Henry encourages Dorian to smoke, for instance. Nothing
irreligious is inherent in smoking. Regarding the castigation of morality,
Henry tells Dorian, “Conscience is just a polite term for coward,” and the
“only way to get rid of a temptation is to yield to it.” In his writings,
Nietzsche advises overcoming instinctual
urges by mastering them. Henry does not mean a religious temptation; in
fact, he takes Dorian to be with several prostitutes at once. Unlimited sexual
pleasure, rather than harm, is the main antagonist. Sybil’s suicide causes only
a cut on a hand in the painting (and a small worm coming out of one eye).
Dorian then says, “A toast to intoxication.” Then he has sex with a woman at a
party, followed by sex with her mother with the daughter is hiding under the
bed. “There are no limits,” Henry says. Then Dorian is with many women. He
wants sex with men too. Reckoning all this as evil, Basil tells Dorian, “There
is good in your heart; I’ve seen it. You’re not this devil.” Is sexual
promiscuity really evil? Immoral? Basil would have an easier argument were he
able to point to Dorian stabbing him several times, and yet even such a
horrific act translates only to a subtle change in the painting—the mouth
having just a few teeth opens a bit! After Dorian kills Basil, we see Dorian at
an orgy. Even though murder is worse than attending an orgy, the emphasis of
the film is on Dorian’s sexual activity. For instance, after that orgy, we see
Dorian at another, this time with violence involved.

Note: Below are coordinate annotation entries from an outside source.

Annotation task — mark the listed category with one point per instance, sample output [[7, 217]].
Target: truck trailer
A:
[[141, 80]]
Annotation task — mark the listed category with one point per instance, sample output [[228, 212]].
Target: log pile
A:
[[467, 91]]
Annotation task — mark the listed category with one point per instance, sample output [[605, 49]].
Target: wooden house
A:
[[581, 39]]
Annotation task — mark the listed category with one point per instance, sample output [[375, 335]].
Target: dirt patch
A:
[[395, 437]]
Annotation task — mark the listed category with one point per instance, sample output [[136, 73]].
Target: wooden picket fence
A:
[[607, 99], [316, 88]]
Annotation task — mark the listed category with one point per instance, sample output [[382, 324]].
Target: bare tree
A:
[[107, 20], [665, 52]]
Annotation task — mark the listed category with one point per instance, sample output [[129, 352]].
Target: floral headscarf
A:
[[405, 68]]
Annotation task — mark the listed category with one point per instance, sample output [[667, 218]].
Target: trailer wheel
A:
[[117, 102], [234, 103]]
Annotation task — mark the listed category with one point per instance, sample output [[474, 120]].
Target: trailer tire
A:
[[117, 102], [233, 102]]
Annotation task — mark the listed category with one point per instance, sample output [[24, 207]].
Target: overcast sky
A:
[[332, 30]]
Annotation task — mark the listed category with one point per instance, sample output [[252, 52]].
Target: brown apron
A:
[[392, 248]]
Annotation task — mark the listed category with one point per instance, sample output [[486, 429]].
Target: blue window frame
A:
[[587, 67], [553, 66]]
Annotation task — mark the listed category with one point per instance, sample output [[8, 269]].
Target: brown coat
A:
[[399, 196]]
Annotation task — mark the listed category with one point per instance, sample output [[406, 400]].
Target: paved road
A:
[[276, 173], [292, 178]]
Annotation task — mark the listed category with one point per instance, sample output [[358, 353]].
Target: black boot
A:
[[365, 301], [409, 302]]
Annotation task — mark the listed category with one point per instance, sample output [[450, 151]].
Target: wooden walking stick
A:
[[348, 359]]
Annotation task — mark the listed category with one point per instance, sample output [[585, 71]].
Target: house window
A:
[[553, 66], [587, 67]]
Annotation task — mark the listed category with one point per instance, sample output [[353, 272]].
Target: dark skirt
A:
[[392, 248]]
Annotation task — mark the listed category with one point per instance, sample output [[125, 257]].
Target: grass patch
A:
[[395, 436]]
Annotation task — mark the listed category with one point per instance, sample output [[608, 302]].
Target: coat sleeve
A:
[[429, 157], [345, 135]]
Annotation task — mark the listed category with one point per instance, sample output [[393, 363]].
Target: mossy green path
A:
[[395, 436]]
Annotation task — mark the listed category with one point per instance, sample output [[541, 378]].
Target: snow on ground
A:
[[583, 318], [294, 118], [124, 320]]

Many years later, Henry’s adult daughter, Victoria, speaks with
what may be considered religious undertones. Dorian tells her, “Love is an
illusion,” to which she later says, “They say you devote yourself to pleasure.”
But I know “you do have a heart.” Pleasure is dichotomous with love. Reflecting
the interior/exterior dichotomy that is so strong in the 1970 film, Dorian
replies, “Perhaps below the surface.” Pleasure, however, is felt inside, just
as love is, whereas sexual activity is external. Also, no reference is made to
God being love; rather the love is of the romantic type, which can be swayed by
lust.
Not even the climax of the film can be taken as distinctly religious
unless the supernatural is assumed to be indicative of something religious.
Both when Dorian tries to kill Henry and when Dorian stabs the painting, the
latter moves and growls. When the painting is being stabbed, the head leaps
forward at Dorian, who dies in the fire that Henry started. Although visibly
apocalyptic, the climax contains no religious language and no hint of the
devil. Rather, the painting itself is portrayed as a supernaturally “living”
entity distinct from Dorian. In other words, the 2009 film is a horror rather
than a religious film. Rather than a pact with the devil, pleasure without
constraints (including conscience) is the problem.